Nun ist es raus! Nachdem gestern bereits vermutet wurde, dass Franka Potente (37) bereits seit einiger Zeit Mutter sei, wurde dies nun endlich bestätigt!

Laut bild bestätigte das Management der bekannten Schauspielerin: „Franka Potente ist bereits seit vier Monaten Mutter einer gesunden Tochter.“ Warum Franka die Schwangerschaft und die Geburt ihrer kleinen Tochter so lange verschwiegen hat, und ob die Kleine wirklich den Namen Polly trägt, ist nicht bekannt. Auch über den Vater gibt es bisher keine Informationen. Diese wird es sicherlich auch nicht so schnell geben. Denn Franka will ihr Mutterglück abseits der Medien in voller Ruhe genießen und lässt über ihr Management ausrichten: „Wir bitten um Verständnis, dass davon abgesehen wurde, dieses offiziell bekannt zu geben, um die Privatsphäre des Kindes und der Eltern zu schützen.“

Wir sind schon ganz gespannt, ob und wann Franka ihr Glück mit der Öffentlichkeit teilt.
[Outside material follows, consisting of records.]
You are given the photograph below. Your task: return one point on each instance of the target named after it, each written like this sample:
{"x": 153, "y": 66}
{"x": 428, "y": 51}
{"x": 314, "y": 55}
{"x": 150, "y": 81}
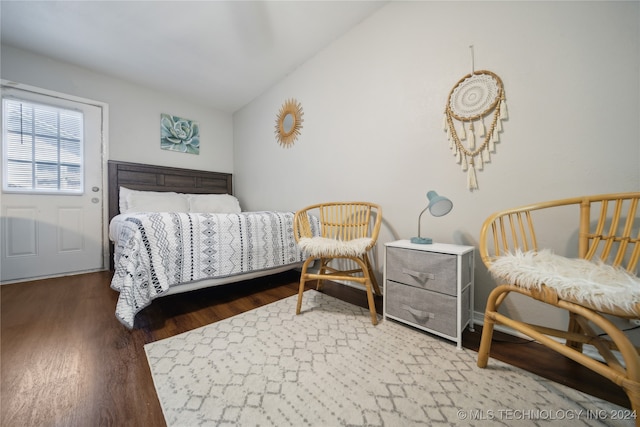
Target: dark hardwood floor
{"x": 67, "y": 361}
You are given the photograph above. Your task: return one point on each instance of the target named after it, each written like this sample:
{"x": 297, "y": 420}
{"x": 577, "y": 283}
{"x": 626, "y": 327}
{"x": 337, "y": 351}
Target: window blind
{"x": 43, "y": 148}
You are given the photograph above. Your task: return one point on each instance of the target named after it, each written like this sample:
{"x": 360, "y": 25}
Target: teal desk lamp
{"x": 438, "y": 206}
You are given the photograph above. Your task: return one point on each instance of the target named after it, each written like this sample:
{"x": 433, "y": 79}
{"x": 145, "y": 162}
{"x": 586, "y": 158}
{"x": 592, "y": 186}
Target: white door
{"x": 45, "y": 233}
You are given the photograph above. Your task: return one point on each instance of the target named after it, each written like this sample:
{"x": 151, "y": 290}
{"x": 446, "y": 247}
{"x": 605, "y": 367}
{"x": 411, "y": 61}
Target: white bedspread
{"x": 154, "y": 251}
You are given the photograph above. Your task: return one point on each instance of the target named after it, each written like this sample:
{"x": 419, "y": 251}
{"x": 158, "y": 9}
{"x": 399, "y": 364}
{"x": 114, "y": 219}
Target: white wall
{"x": 373, "y": 104}
{"x": 134, "y": 112}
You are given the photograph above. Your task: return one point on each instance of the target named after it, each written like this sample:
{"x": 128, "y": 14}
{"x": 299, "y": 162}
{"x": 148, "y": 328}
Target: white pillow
{"x": 213, "y": 203}
{"x": 152, "y": 201}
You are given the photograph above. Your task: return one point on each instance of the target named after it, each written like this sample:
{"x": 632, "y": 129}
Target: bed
{"x": 182, "y": 230}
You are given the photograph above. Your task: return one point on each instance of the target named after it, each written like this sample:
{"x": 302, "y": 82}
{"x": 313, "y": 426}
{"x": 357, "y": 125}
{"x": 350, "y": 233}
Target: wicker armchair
{"x": 348, "y": 230}
{"x": 609, "y": 238}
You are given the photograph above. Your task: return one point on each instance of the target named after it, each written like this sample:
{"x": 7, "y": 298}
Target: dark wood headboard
{"x": 137, "y": 176}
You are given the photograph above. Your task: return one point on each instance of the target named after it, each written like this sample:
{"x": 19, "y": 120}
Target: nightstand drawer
{"x": 436, "y": 272}
{"x": 424, "y": 308}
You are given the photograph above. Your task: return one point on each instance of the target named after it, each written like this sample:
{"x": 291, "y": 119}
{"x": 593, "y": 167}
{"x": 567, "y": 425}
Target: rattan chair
{"x": 609, "y": 237}
{"x": 348, "y": 231}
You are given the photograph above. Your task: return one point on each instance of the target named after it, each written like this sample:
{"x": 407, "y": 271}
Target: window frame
{"x": 59, "y": 164}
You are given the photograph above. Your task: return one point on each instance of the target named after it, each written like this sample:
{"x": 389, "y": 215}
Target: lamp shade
{"x": 438, "y": 205}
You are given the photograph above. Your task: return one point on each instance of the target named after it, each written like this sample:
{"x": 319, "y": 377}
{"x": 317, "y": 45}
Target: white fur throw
{"x": 598, "y": 285}
{"x": 324, "y": 247}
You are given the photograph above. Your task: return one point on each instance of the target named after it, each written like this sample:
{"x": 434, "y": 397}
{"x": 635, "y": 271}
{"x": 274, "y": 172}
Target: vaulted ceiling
{"x": 219, "y": 53}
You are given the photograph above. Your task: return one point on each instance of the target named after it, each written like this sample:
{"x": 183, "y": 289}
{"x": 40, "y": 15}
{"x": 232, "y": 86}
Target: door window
{"x": 43, "y": 148}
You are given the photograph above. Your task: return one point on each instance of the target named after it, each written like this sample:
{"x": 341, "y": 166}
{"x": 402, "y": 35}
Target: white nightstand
{"x": 430, "y": 287}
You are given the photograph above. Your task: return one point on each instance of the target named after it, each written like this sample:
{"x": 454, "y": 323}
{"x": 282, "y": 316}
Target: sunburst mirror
{"x": 289, "y": 122}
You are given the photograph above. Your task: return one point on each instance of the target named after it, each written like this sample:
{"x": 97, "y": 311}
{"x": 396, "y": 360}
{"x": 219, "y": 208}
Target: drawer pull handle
{"x": 419, "y": 314}
{"x": 419, "y": 275}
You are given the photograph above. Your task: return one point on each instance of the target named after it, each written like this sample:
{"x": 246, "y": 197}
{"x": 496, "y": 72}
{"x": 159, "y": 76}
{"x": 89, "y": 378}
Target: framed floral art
{"x": 178, "y": 134}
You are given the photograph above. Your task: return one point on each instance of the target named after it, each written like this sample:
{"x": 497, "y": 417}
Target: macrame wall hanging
{"x": 476, "y": 98}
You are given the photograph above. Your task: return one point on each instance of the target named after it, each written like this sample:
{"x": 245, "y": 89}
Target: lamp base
{"x": 422, "y": 240}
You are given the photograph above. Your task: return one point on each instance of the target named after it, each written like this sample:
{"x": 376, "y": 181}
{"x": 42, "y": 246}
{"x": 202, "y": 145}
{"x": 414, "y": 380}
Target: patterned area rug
{"x": 330, "y": 366}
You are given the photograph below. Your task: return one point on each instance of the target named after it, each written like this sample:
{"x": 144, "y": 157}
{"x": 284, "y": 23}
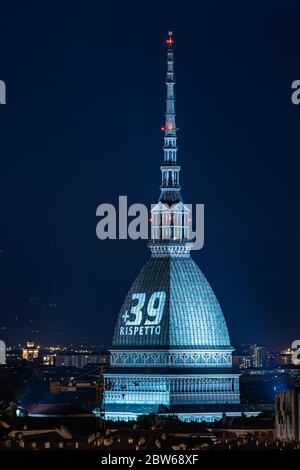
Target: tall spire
{"x": 170, "y": 189}
{"x": 170, "y": 217}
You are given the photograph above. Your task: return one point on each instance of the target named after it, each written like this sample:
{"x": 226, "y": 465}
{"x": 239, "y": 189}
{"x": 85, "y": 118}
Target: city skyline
{"x": 59, "y": 283}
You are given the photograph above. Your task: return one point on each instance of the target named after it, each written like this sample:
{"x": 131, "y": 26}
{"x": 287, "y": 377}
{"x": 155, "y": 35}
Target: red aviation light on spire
{"x": 170, "y": 40}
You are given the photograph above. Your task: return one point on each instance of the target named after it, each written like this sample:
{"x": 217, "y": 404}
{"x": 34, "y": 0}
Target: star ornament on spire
{"x": 170, "y": 40}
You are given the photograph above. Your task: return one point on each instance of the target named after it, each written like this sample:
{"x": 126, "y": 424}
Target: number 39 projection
{"x": 150, "y": 313}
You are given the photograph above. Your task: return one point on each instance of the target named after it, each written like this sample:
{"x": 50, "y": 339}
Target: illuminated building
{"x": 79, "y": 360}
{"x": 258, "y": 355}
{"x": 2, "y": 353}
{"x": 241, "y": 362}
{"x": 171, "y": 351}
{"x": 287, "y": 415}
{"x": 31, "y": 351}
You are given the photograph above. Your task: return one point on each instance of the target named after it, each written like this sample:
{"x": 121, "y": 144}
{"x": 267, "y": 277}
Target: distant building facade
{"x": 30, "y": 351}
{"x": 258, "y": 356}
{"x": 80, "y": 360}
{"x": 287, "y": 415}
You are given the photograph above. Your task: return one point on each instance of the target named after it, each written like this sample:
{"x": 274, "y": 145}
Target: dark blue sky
{"x": 85, "y": 103}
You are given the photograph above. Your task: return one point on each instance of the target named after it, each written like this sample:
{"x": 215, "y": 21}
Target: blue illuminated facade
{"x": 171, "y": 351}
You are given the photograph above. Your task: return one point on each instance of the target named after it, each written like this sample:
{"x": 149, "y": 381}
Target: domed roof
{"x": 171, "y": 305}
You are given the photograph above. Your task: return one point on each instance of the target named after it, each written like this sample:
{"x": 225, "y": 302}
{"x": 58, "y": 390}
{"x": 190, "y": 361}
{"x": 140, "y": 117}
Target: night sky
{"x": 85, "y": 103}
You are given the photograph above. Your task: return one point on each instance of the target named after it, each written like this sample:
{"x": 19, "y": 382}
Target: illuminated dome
{"x": 171, "y": 352}
{"x": 190, "y": 313}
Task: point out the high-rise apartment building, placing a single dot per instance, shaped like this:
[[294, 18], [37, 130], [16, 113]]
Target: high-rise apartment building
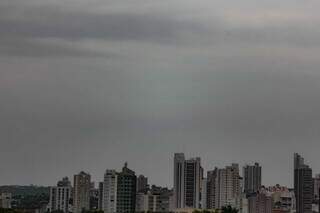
[[260, 202], [142, 183], [60, 196], [81, 198], [187, 181], [119, 191], [5, 200], [156, 199], [100, 199], [303, 185], [252, 178], [316, 187], [109, 204], [126, 190], [223, 186]]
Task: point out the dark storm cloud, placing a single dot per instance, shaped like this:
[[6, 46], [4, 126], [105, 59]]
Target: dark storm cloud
[[89, 85]]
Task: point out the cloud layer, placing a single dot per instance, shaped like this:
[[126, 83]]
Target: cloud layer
[[87, 85]]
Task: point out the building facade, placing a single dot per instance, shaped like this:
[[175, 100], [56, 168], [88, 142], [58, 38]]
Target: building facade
[[142, 183], [81, 198], [126, 190], [109, 204], [303, 185], [223, 187], [260, 202], [187, 181], [60, 196], [252, 178], [5, 200]]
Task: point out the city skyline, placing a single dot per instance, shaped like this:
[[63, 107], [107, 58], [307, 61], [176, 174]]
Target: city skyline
[[88, 85], [203, 171]]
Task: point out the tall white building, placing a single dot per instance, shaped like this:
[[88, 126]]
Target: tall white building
[[81, 198], [223, 186], [109, 204], [252, 178], [5, 200], [60, 196], [204, 194], [187, 181]]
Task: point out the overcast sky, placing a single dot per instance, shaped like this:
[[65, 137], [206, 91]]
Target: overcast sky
[[90, 84]]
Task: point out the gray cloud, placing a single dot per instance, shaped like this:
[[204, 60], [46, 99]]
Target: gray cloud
[[91, 85]]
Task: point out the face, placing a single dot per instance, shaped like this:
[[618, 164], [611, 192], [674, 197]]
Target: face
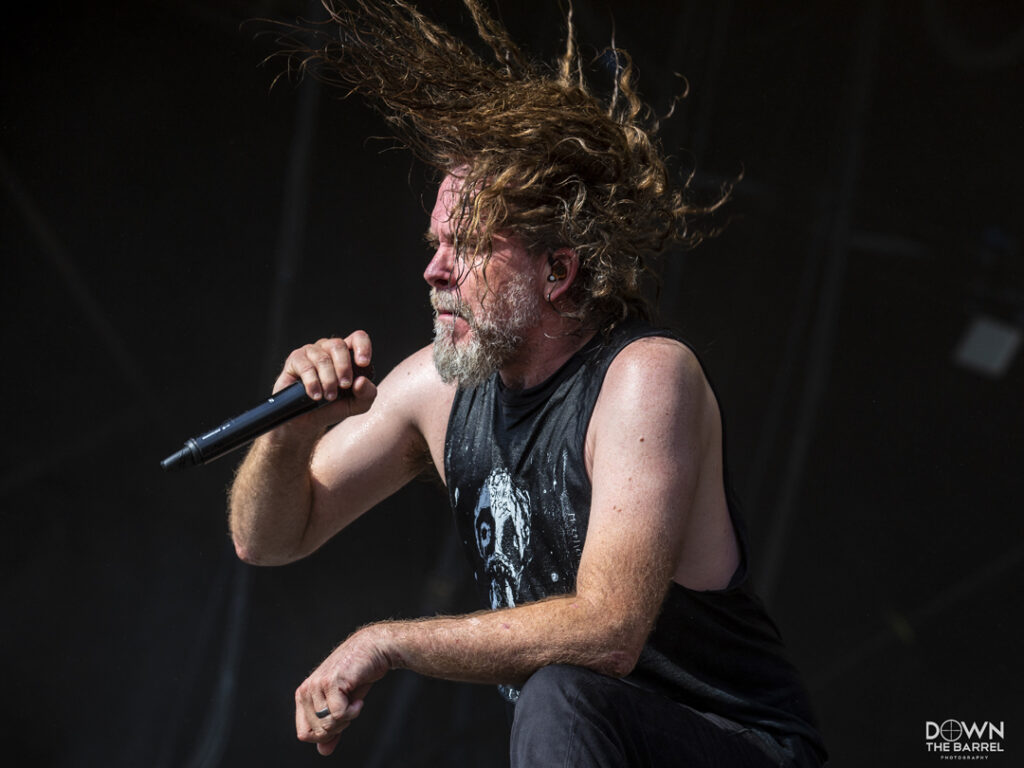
[[501, 523], [480, 315]]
Natürlich freuen wir uns für Franka und wünschen ihr und ihrem Nachwuchs alles, alles Gute. 

*
Glückwunsch 

Gruss vom Gollum*


----------



## Punisher (15 Aug. 2011)

herzlichen Glückwunsch


----------



## Chamser81 (15 Aug. 2011)

Interessant das es auch Promis gibt, die ihr Privatleben nicht öffentlich ausleben! Respekt und Glückwunsch!


----------



## BlueLynne (15 Aug. 2011)

Beste Wünsche für die neue Mutter


----------